Trade marks distinguish the goods and services of one trader as distinct from another and so can be described as a ‘badge of origin’ to inform customers about the source of those goods or services. Trade marks are usually words or symbols, but can also be jingles, smells or colours.
Having invested creativity, time energy and money in making your goods and services, and having built a reputation for your work, you should consider protecting your brand through a trade mark, either registered or unregistered.
An unregistered trade mark can be denoted using the ‘TM’ symbol, whereas registered trade marks are denoted by the ® symbol
Make money from your intellectual property
The first concern of most creative entrepreneurs is how to use intellectual property rights defensively to avoid being ‘ripped off’ by others, but there are also more positive aspects to intellectual property rights.
‘Renting’ intellectual property through licensing can generate ongoing income streams. It’s important to be clear about the position of intellectual property when charging customers and clients for goods and services. Who ends up owning the IP? What are the permitted uses of the IP?
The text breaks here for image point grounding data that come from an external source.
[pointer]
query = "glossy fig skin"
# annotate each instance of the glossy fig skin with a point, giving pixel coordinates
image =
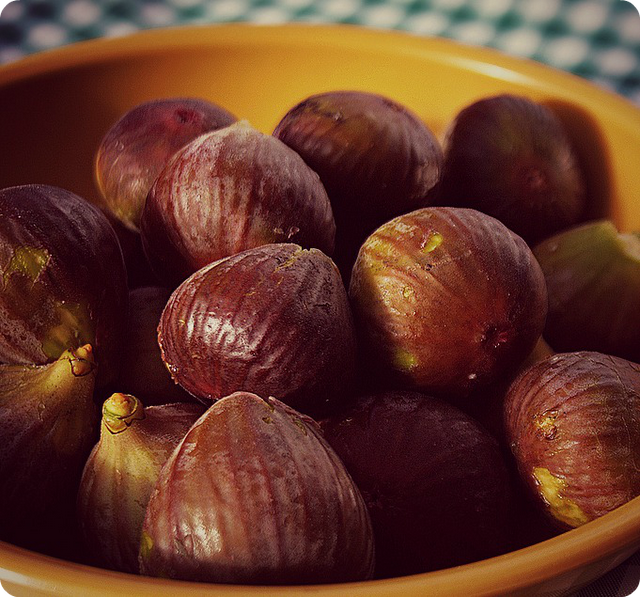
(254, 495)
(434, 480)
(274, 320)
(446, 300)
(64, 279)
(592, 273)
(140, 143)
(573, 424)
(230, 190)
(375, 157)
(121, 472)
(511, 158)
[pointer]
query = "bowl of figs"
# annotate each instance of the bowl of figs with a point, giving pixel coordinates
(315, 310)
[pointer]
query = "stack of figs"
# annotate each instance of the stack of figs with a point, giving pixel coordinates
(345, 350)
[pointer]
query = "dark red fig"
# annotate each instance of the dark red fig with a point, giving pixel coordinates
(139, 145)
(511, 158)
(447, 300)
(573, 423)
(375, 157)
(273, 320)
(433, 479)
(254, 495)
(230, 190)
(63, 279)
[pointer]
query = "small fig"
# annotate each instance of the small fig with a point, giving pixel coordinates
(273, 320)
(230, 190)
(446, 300)
(592, 273)
(254, 495)
(573, 424)
(121, 473)
(511, 158)
(140, 143)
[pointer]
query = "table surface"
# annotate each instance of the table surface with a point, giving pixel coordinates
(595, 39)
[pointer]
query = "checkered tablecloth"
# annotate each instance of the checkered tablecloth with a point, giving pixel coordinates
(596, 39)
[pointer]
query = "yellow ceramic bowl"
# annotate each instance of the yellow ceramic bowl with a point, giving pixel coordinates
(56, 106)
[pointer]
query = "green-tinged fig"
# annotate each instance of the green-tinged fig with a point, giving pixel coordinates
(446, 300)
(48, 422)
(375, 157)
(254, 495)
(121, 472)
(434, 481)
(510, 157)
(573, 423)
(230, 190)
(63, 281)
(592, 273)
(274, 320)
(136, 148)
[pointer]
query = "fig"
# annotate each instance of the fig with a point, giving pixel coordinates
(121, 472)
(48, 422)
(592, 273)
(253, 494)
(573, 423)
(230, 190)
(510, 157)
(375, 157)
(274, 320)
(446, 300)
(64, 282)
(139, 144)
(434, 480)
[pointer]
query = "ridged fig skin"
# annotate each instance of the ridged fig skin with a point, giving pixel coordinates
(140, 143)
(274, 320)
(510, 157)
(121, 472)
(573, 424)
(64, 279)
(227, 191)
(433, 479)
(254, 495)
(376, 158)
(446, 300)
(592, 273)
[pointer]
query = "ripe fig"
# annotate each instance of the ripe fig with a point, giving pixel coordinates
(121, 472)
(230, 190)
(253, 494)
(511, 158)
(136, 148)
(375, 157)
(48, 422)
(433, 479)
(446, 300)
(573, 423)
(63, 279)
(592, 273)
(274, 320)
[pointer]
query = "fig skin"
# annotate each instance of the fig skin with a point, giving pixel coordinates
(447, 301)
(592, 273)
(121, 472)
(48, 423)
(511, 158)
(573, 424)
(140, 143)
(64, 279)
(376, 158)
(227, 191)
(274, 320)
(434, 481)
(254, 495)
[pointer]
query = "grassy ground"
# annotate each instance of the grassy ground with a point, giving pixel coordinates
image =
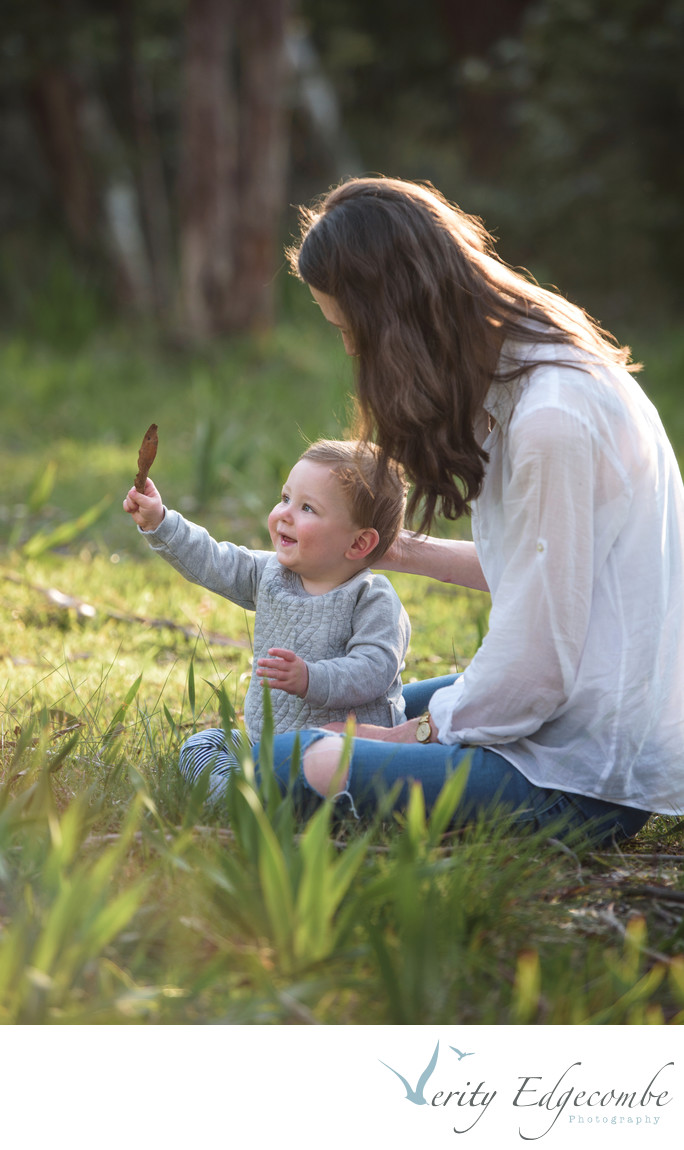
(121, 898)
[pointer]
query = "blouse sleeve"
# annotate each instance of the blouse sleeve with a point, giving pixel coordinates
(561, 482)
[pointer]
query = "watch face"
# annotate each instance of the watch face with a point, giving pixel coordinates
(423, 730)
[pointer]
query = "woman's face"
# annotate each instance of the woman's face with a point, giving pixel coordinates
(335, 316)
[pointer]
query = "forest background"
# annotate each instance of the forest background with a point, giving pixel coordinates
(152, 158)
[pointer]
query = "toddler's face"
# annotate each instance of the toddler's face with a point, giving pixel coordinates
(310, 527)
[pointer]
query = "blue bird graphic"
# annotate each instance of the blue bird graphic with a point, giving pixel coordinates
(416, 1096)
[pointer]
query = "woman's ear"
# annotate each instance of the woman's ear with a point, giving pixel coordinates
(364, 542)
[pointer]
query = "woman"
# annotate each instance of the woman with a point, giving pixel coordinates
(501, 397)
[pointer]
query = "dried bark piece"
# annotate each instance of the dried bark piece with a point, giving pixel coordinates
(146, 457)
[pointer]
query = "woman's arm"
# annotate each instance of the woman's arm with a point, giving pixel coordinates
(447, 560)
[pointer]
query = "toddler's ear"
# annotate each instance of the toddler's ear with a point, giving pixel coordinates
(364, 542)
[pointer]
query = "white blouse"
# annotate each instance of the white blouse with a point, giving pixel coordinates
(579, 530)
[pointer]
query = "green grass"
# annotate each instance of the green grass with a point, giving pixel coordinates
(122, 899)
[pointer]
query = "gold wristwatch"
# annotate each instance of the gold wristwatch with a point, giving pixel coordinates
(424, 730)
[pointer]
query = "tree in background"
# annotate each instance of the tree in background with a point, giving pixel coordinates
(198, 184)
(169, 138)
(559, 121)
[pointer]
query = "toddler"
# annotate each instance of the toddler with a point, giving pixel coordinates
(330, 636)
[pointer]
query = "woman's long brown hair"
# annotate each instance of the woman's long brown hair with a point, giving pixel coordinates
(429, 304)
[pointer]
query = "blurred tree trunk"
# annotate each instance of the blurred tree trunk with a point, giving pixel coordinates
(147, 163)
(93, 184)
(232, 177)
(263, 159)
(55, 99)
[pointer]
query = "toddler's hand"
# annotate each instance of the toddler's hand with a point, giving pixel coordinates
(283, 671)
(146, 510)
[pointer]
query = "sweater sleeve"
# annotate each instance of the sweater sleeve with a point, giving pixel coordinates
(229, 570)
(375, 652)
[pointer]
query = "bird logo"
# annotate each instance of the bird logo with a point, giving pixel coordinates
(415, 1095)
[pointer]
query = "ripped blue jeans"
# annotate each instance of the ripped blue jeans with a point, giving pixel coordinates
(376, 767)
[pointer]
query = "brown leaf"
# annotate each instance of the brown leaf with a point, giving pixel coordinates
(146, 457)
This approach to using IP to develop a creative enterprise offers you a model of business which is not solely based on your ability to continue working.
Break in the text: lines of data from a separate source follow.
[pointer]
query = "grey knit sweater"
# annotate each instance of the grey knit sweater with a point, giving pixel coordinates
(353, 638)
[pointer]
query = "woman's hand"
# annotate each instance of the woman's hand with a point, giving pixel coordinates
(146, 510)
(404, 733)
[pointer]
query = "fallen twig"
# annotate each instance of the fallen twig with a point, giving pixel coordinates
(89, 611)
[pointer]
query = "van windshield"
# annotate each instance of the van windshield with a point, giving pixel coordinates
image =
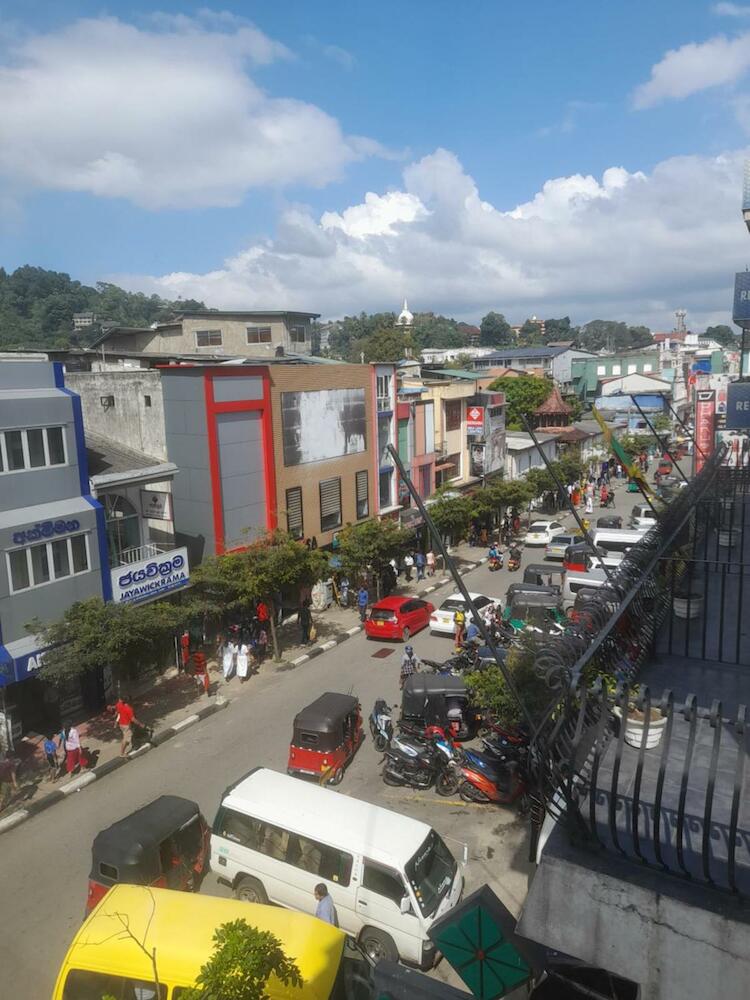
(431, 873)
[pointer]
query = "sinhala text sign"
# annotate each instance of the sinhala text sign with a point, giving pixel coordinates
(149, 578)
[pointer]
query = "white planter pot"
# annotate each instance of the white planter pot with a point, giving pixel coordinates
(636, 728)
(688, 609)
This model is also scalable in that further income can be generated without being limited by your personal capacity and availability. For example, a musician or performer can only work in one place at a time, but through recordings or videos they can entertain many audiences simultaneously and generate multiple income streams.
In this way, intellectual property rights can be used to generate income ‘while you sleep’, to transform you from being a ‘creative labourer’ to a ‘creative entrepreneur’.
Resources for intellectual property rights
Creativity is all about ideas and creative enterprise is about making money from those ideas.
Creating works protected by intellectual property rights can allow creative businesses to grow their income without necessarily having to grow in terms of employees, premises or other overheads.
Registration of Designs, Trade Marks and Patents in the UK takes place at the UK Intellectual Property Office (UK IPO) – formerly known as the Patent Office – which publishes helpful information online.
Various licensing arrangements are available by using Creative Commons licences to permit limited use, perhaps for publicity purposes, and organisations such as ‘Own It’ can give advice on commercial licensing for creative enterprises.
Intellectual property is at the heart of the creative industries. As such, it needs to be an important part of any successful business strategy in the creative sector.